Vanno in scena le Barzellette di Celestini «La più bella deve essere ancora inventata»

L'autore regista: «Ne racconto una quarantina poi una storia le delimita»

Antonio Bozzo

Piccolo dramma non capire una barzelletta e aver voglia di sprofondare dalla vergogna, mentre gli altri ridono a crepapelle.

«Succede - dice Ascanio Celestini - Quando non si capiscono vuol dire che non si è accettato il gioco. La barzelletta è un patto, con sue regole. Un perimetro dentro il quale muoversi. È letteratura orale di cui da sempre faccio incetta. Di barzellette è pieno il mio libro uscito da Einaudi un anno fa, ora diventato spettacolo, con ovvie variazioni rispetto alla pagina scritta». Il monologo del romano Celestini è da stasera a domenica al Carcano. Titolo «Barzellette», così tutti sanno che non c'è da offendersi se qualcuno si sentisse toccato nella propria sensibilità. «La barzelletta è irriverente di natura. Può dire cose orrende. Se si smette di raccontarla prima del finale liberatorio può essere scambiata per offesa grave, da punire. A me è capitato di scatenare reazioni violente raccontandole per intero, ma è un'altra storia».

Chi segue Celestini dirà: che c'entra Ascanio con i re delle barzellette come Bramieri, Dapporto, Proietti, Chiari e altri nomi d'oro? «Chiari la tirava alle lunghe, sotto la camera fissa della tv. Bramieri bastava vederlo entrare in palcoscenico per immaginare l'arrivo delle ballerine. Dapporto era un maestro. Tutti interpreti di un teatro schietto e popolare: non so se la differenza con il teatro di Carmelo Bene, faccio per dire, sia poi così marcata. Il mio spettacolo non è però un semplice repertorio di barzellette. Ne racconto una quarantina, ma c'è una storia che le delimita: un ferroviere raccoglie barzellette tra i viaggiatori per raccontarle al capostazione.
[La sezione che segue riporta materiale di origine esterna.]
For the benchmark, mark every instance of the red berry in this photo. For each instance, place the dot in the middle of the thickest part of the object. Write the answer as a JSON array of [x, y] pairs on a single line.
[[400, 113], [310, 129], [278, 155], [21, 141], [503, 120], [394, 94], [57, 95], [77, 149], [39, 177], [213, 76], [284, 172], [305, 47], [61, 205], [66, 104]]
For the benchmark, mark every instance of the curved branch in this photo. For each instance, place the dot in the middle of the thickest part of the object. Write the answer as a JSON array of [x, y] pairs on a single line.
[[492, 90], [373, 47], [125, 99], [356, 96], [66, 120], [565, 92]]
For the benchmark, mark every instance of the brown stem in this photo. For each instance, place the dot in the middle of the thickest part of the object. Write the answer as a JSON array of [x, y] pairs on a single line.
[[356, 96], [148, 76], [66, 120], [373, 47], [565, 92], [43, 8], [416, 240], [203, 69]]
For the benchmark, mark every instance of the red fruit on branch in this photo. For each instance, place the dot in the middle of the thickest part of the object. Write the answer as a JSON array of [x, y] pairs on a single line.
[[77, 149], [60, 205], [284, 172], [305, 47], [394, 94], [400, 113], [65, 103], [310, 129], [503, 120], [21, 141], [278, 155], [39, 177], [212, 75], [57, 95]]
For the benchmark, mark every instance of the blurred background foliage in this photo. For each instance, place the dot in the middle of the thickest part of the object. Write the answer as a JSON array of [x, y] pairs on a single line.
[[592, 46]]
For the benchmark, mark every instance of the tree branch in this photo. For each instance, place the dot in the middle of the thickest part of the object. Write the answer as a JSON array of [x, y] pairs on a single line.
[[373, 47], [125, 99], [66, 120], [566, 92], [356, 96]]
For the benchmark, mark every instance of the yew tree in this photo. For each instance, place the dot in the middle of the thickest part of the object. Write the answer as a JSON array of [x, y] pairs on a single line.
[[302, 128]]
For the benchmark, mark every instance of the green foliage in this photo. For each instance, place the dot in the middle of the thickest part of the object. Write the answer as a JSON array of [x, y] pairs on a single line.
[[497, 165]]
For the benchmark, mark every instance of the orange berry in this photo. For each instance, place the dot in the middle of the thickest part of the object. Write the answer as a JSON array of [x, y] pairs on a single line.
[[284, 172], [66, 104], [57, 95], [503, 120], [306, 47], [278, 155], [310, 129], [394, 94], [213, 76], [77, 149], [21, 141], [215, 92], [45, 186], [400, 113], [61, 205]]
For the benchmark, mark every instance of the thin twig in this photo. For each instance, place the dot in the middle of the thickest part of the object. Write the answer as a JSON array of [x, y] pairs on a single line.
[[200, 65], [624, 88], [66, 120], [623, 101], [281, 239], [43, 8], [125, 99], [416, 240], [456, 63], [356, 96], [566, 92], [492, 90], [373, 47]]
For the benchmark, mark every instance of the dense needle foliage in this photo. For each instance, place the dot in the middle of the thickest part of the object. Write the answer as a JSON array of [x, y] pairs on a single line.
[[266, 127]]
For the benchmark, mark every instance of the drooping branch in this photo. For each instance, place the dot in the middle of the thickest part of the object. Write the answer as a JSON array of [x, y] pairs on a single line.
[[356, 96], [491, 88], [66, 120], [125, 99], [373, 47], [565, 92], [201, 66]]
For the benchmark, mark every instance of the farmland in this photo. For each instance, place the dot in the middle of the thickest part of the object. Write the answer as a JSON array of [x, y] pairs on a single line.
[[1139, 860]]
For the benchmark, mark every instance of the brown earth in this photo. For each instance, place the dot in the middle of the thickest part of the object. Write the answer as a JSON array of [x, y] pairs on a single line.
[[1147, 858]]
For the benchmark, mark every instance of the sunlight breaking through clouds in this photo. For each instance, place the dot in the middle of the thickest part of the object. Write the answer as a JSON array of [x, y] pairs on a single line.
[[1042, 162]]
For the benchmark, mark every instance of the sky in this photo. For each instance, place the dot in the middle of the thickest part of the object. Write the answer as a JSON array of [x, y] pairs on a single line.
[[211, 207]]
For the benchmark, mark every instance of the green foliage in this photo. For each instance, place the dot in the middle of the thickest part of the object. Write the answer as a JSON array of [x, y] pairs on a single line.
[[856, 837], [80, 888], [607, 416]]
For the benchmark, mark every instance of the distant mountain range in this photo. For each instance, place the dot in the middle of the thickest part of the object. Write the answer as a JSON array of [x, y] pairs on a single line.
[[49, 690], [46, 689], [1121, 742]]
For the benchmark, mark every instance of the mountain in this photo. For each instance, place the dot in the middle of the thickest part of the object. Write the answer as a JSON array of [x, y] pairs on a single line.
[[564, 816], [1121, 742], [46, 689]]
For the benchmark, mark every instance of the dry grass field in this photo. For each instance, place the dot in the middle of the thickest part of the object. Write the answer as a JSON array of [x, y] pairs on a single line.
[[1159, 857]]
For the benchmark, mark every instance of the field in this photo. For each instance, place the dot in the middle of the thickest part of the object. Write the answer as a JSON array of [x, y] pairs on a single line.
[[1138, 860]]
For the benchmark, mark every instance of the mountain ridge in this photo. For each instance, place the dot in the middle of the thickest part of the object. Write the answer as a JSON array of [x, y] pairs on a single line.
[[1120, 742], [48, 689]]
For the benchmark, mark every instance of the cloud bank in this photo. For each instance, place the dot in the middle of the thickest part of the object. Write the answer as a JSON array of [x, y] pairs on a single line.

O forse a un uomo con una funzione particolare - c'è chi fa mestieri ingrati ma necessari - incaricato di occuparsi proprio... Non dico di più».

Celestini confessa di non sapere se nel mondo orientale - Cina, India, Giappone - le barzellette siano diffuse come in Occidente. «Grazie allo scrittore Paolo Nori ho però scoperto la vivacità della Russia, anche quando era Unione Sovietica. C'era qualcosa di più cupo della Mosca comunista? E invece no, si rideva eccome, del potere e dei difetti nazionali». Forse, diciamo noi, anche grazie allo spirito ebraico, che tanto influsso ha avuto e ha nel grande Paese slavo. «Gli ebrei sono fabbricatori di barzellette. Freud, non certo un umorista, scrisse un saggio sul motto di spirito, paragonandolo al sogno e al lapsus. Gli ebrei sanno scherzare persino sull'Olocausto. Ma mi è successo di irritarli, e molto, raccontando storielle, nonostante mettessi avanti nomi apprezzati come Moni Ovadia. Achille Campanile, nel suo trattato sulle barzellette, scrisse che vanno sempre raccontate fino al termine, anche se chi ascolta si sta offendendo.

Basta poi scuotere la testa e aggiungere, dice Campanile, la seguente considerazione: «Pensare che c'è ancora gente che ride per queste scemenze», e la tensione svanisce. La barzelletta più bella del mondo?

«Deve ancora essere inventata. Le barzellette sono come gli scacchi: un gioco la cui partita più bella non è ancora stata disputata».